Terrible Evans had just come in from upstairs. And Jade Porty. They smiled at him and stood behind our Marie, looking at the picture. He carried on. ‘It’s all gold leaf. We know who everyone is in the picture because everyone has their emblem – a sort of logo. For instance, the king holding the arrow is Edmund, who was killed by Danish archers. The king holding the ring is Edward the Confessor, who is supposed to have given his wedding ring to a beggar and the . . .’
He stopped again. Two of Marie’s mates had come in now, and also the red-haired girl from Mr Chipz and Mam with Max. They all smiled at him. He smiled back and carried on.
‘So you see, it’s less like a painting and more like a puzzle.’
‘Or a code,’ said Minnie, looking at me.
‘Or a code. Indeed,’ said Lester. Then he stopped. The rest of Marie’s mates had come in now. The ones at the back were standing on chairs.
‘This is turning into quite the public lecture. Where were we? Well, King Richard is wearing a white deer. That’s his emblem. And the angels are wearing it in his honour. It’s on the back of the frame as well. Look.’ And he went to close it, then stopped again. About another hundred females had come in. They all smiled. He smiled back, but looked at me. I smiled too.
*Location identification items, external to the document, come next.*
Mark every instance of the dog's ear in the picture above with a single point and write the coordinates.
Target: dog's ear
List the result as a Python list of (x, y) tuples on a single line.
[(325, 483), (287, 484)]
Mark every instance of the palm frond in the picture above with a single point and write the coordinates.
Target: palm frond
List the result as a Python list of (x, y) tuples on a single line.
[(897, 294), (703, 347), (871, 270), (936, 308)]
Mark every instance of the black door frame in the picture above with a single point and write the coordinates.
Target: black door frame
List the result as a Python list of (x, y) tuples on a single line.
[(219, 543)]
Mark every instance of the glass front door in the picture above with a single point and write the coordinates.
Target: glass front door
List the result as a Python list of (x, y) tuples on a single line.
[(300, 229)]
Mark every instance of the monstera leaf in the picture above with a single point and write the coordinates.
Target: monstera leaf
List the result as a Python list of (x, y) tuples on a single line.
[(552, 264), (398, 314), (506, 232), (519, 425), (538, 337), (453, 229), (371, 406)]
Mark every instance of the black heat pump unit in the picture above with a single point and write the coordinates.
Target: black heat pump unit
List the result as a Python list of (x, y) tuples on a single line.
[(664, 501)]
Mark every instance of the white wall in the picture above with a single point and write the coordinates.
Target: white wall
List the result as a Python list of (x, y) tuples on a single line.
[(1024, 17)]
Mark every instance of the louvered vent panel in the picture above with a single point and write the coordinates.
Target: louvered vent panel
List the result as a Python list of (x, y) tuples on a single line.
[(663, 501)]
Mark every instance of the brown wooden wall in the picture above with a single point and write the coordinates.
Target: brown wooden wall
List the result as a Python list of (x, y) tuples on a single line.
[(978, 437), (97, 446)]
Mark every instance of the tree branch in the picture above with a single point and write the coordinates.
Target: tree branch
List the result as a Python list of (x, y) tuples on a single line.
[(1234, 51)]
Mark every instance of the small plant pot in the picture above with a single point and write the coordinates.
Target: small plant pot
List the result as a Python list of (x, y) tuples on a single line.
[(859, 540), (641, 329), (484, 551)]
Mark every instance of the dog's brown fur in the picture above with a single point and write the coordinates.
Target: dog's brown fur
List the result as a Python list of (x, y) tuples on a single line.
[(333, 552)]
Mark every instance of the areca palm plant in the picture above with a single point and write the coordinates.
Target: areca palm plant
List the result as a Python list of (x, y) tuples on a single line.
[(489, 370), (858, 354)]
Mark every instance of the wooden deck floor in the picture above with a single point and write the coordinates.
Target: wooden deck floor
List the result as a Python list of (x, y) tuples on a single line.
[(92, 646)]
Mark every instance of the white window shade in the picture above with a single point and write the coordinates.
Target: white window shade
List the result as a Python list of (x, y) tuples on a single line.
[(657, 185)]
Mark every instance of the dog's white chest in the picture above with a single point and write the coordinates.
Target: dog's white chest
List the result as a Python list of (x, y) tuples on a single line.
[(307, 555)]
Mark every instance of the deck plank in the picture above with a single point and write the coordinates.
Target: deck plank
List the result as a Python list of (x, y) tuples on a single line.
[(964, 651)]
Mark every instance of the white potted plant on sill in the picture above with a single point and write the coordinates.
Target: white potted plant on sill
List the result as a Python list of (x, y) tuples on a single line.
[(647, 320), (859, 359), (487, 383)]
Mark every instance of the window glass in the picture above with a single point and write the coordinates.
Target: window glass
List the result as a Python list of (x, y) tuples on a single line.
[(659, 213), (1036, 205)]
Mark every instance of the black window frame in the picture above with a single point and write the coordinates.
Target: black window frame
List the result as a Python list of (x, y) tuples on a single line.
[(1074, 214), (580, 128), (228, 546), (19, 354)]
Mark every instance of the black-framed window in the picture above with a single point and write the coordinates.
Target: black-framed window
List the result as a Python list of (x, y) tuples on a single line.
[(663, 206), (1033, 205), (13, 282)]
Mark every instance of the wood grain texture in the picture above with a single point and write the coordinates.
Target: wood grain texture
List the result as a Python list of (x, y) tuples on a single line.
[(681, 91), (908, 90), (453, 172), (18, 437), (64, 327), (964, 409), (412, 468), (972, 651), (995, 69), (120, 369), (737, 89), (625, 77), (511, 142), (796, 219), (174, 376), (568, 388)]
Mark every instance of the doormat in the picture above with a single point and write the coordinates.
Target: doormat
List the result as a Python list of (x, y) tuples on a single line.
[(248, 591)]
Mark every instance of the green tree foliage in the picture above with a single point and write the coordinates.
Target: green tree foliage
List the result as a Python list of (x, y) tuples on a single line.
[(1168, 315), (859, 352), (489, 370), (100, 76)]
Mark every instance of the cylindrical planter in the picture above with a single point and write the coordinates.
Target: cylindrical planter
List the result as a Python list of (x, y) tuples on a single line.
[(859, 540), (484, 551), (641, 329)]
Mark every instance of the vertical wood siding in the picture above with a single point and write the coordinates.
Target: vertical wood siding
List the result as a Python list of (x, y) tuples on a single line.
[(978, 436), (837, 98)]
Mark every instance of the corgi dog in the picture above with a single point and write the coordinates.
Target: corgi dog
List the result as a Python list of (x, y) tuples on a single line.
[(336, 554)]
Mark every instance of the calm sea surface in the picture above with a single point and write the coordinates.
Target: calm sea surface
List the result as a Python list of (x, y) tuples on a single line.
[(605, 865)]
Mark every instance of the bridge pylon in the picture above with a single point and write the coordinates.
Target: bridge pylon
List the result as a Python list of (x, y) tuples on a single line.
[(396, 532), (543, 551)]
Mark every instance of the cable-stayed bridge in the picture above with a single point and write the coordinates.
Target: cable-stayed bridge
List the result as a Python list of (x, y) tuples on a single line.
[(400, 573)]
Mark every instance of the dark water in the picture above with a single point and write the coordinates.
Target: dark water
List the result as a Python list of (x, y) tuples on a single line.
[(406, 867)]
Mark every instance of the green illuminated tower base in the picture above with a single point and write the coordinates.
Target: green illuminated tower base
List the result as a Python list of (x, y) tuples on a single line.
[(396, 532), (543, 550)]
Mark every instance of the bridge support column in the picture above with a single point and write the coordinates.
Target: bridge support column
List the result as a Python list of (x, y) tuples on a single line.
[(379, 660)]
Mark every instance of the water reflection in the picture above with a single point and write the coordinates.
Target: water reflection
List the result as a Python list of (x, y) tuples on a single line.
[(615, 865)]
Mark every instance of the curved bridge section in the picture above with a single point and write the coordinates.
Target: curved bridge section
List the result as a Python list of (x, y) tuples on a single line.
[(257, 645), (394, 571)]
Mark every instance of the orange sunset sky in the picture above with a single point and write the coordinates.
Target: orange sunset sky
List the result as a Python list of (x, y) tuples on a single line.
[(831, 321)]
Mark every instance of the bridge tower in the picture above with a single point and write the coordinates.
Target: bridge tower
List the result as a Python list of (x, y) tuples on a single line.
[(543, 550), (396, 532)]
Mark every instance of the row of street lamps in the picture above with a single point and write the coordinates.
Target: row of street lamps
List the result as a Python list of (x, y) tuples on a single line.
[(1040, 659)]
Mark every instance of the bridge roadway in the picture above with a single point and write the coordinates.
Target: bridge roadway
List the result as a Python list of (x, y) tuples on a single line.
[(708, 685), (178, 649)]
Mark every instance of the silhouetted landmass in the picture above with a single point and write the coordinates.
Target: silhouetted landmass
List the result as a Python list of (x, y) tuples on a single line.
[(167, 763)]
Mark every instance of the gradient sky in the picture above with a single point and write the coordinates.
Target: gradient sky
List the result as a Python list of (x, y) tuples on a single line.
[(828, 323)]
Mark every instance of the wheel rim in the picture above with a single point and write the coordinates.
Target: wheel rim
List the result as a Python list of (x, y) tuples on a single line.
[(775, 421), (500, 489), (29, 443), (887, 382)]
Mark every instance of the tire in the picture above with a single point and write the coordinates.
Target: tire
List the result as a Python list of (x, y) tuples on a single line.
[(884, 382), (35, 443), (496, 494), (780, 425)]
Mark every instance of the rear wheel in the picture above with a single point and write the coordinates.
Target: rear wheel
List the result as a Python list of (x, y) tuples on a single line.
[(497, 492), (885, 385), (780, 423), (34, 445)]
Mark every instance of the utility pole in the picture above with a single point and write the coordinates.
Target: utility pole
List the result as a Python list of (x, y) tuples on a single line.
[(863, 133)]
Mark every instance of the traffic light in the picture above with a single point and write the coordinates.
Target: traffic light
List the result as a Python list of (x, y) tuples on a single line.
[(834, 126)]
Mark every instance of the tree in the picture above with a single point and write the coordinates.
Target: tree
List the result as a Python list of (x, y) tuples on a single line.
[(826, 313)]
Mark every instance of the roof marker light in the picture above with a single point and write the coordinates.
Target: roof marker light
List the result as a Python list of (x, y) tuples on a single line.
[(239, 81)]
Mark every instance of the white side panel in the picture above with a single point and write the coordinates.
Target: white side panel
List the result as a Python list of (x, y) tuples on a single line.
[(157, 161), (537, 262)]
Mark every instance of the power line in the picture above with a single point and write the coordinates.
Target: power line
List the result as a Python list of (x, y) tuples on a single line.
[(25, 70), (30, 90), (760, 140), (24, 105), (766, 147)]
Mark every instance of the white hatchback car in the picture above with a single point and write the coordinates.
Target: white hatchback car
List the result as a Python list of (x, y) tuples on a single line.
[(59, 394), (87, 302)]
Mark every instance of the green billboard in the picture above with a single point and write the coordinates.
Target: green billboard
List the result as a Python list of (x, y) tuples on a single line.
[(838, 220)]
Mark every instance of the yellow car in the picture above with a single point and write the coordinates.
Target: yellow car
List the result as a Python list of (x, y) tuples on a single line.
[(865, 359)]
‘Well, perhaps I’d better . . .’ He was going to put the picture back in the box, but all these millions of girls did a big disappointed ‘Ooooh’. They sounded like the Kop after a missed penalty. He was too scared to stop then. He said, ‘Well, what else can I tell you? Oh. Yes. The little pommel at the top of the banner here. It looks like a simple silver orb, but if you look closely you can see it contains another picture – of a castle on an island. Can you see? We only discovered that quite recently when the picture was cleaned. A hidden masterpiece. That could be an emblem of Manod, of course – something that looks quite small and insignificant but which hides something wonderful – namely, these paintings.’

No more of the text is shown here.